Y todavía estaría faltando el solitario reclusivo de Nelly y el señor Arnaud, de Claude Sautet, que no se sabe bien si le tiende una red de araña a la bestial Emanuelle Béart, o es él el que se deja atrapar en la red de ella. El socio en el delito de Isabelle Huppert, en la liviana pero sibilina No va más (Chabrol, 1997), donde lucía el tabique de nariz quebrado que portó en sus últimos años. O sus aportes, brevísimos pero refulgentes, en un par de las mejores películas de Bertrand Blier, como Preparen los pañuelos, de 1978, y Buffet froid, de 1979, donde componía a sendos tipos cuya soledad se tornaba, por obra de actor y director, en una maldición de origen o marca a fuego. «Siempre preferí 5 minutos sublimes en un supuesto bodrio que 90 minutos banales en una buena película», afirmó Serrault alguna vez, sin una pizca de sobreestimación.
No sería raro que queden todavía Serraults póstumos por ver en Argentina, teniendo en cuenta que hasta último momento monsieur Michel mantuvo el alto promedio que lo llevó a redondear la friolera de 150 películas, en medio siglo de cine francés. Lleguen o no lleguen hasta acá esos Serraults inéditos, puede aventurarse como improbable que alguno de esos papeles de vieja gloria galardonada supere a cualquiera de aquellos encantadores abominables que, sobre todo a lo largo de los años ’80, el hombre supo componer, a uno u otro lado de la ley. Lados cuyas diferencias la propia existencia del monstruo se ocupaba de disolver. Era el roce siempre improbable con lo perverso, con lo siniestro, con lo densamente criminal, lo que lo convirtió, durante una larga década prodigiosa, en el más sospechoso de los señores respetables.

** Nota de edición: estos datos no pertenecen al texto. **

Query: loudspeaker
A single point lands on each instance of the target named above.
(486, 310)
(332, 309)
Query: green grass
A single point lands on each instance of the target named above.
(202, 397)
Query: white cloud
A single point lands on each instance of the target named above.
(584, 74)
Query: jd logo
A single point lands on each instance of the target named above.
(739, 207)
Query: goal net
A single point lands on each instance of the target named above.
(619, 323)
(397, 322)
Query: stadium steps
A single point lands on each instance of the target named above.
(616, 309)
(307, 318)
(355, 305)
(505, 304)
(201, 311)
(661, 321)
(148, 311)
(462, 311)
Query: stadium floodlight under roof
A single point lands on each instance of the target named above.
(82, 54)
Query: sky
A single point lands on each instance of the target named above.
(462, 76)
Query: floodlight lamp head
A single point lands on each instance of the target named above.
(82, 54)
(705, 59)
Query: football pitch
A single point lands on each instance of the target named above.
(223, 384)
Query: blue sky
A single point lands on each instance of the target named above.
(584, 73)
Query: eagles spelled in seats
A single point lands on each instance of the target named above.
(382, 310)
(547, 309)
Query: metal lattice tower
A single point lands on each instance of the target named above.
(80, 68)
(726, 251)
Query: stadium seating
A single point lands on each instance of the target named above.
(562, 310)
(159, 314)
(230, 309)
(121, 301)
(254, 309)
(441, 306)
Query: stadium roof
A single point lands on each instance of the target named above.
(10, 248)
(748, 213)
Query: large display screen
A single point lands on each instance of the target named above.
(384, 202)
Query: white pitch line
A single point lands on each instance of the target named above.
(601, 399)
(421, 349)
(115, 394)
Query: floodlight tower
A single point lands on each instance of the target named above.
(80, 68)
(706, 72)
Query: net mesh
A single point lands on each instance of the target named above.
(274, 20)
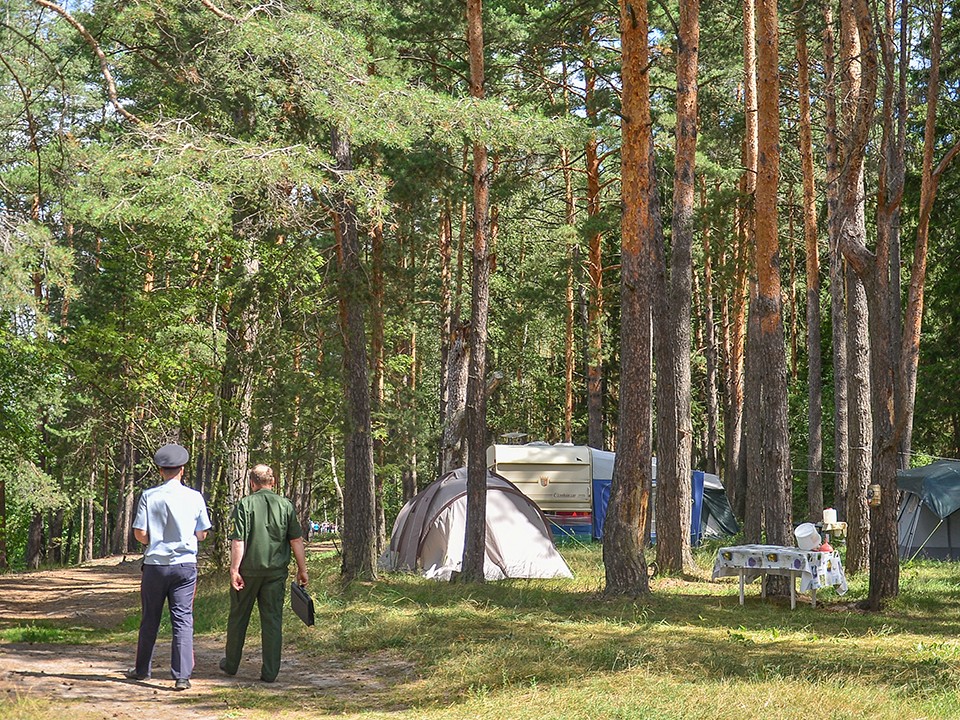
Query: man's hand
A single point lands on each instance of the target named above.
(237, 548)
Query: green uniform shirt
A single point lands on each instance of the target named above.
(266, 523)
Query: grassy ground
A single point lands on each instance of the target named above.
(552, 650)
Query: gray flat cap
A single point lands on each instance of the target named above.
(171, 455)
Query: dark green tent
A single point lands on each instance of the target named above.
(929, 525)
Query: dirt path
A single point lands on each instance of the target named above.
(100, 595)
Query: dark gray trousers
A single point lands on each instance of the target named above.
(175, 585)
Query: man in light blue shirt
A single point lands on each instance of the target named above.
(171, 519)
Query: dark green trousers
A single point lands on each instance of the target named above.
(268, 593)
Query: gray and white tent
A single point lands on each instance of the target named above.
(428, 534)
(929, 521)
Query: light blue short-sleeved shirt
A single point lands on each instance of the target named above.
(171, 514)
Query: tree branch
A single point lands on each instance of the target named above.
(104, 67)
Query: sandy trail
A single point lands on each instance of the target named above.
(99, 595)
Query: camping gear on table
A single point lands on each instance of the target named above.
(807, 536)
(428, 534)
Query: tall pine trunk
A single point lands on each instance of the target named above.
(672, 319)
(775, 450)
(837, 296)
(814, 368)
(359, 529)
(474, 550)
(627, 513)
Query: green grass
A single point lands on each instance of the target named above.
(409, 648)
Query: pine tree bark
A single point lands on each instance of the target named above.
(476, 421)
(739, 419)
(814, 366)
(929, 180)
(595, 324)
(775, 451)
(710, 349)
(873, 270)
(837, 297)
(672, 319)
(859, 420)
(359, 529)
(627, 513)
(860, 424)
(236, 395)
(377, 384)
(4, 562)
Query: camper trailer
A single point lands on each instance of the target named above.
(558, 478)
(571, 485)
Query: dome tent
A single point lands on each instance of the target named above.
(428, 534)
(929, 514)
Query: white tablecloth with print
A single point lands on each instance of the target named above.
(816, 570)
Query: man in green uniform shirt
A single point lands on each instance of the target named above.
(263, 531)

Epítome definitivo de todos ellos, condensación serraultiana, el magistrado de Ciudadano bajo vigilancia comparece ante el comisario Lino Ventura vestido de frac, con su sesión de ópera interrumpida y una sombra de desdén burgués asomándole inevitablemente a los ojos. La sombra de una duda: ¿puede ser acaso que ese tipo haya violado y descuartizado a un niño, en una playa alejada? Tal vez es una expresión que, de no haber existido antes, habría que haber inventado para hablar de la personalidad cinematográfica de Michel Serrault, muerto el domingo a los 79 años.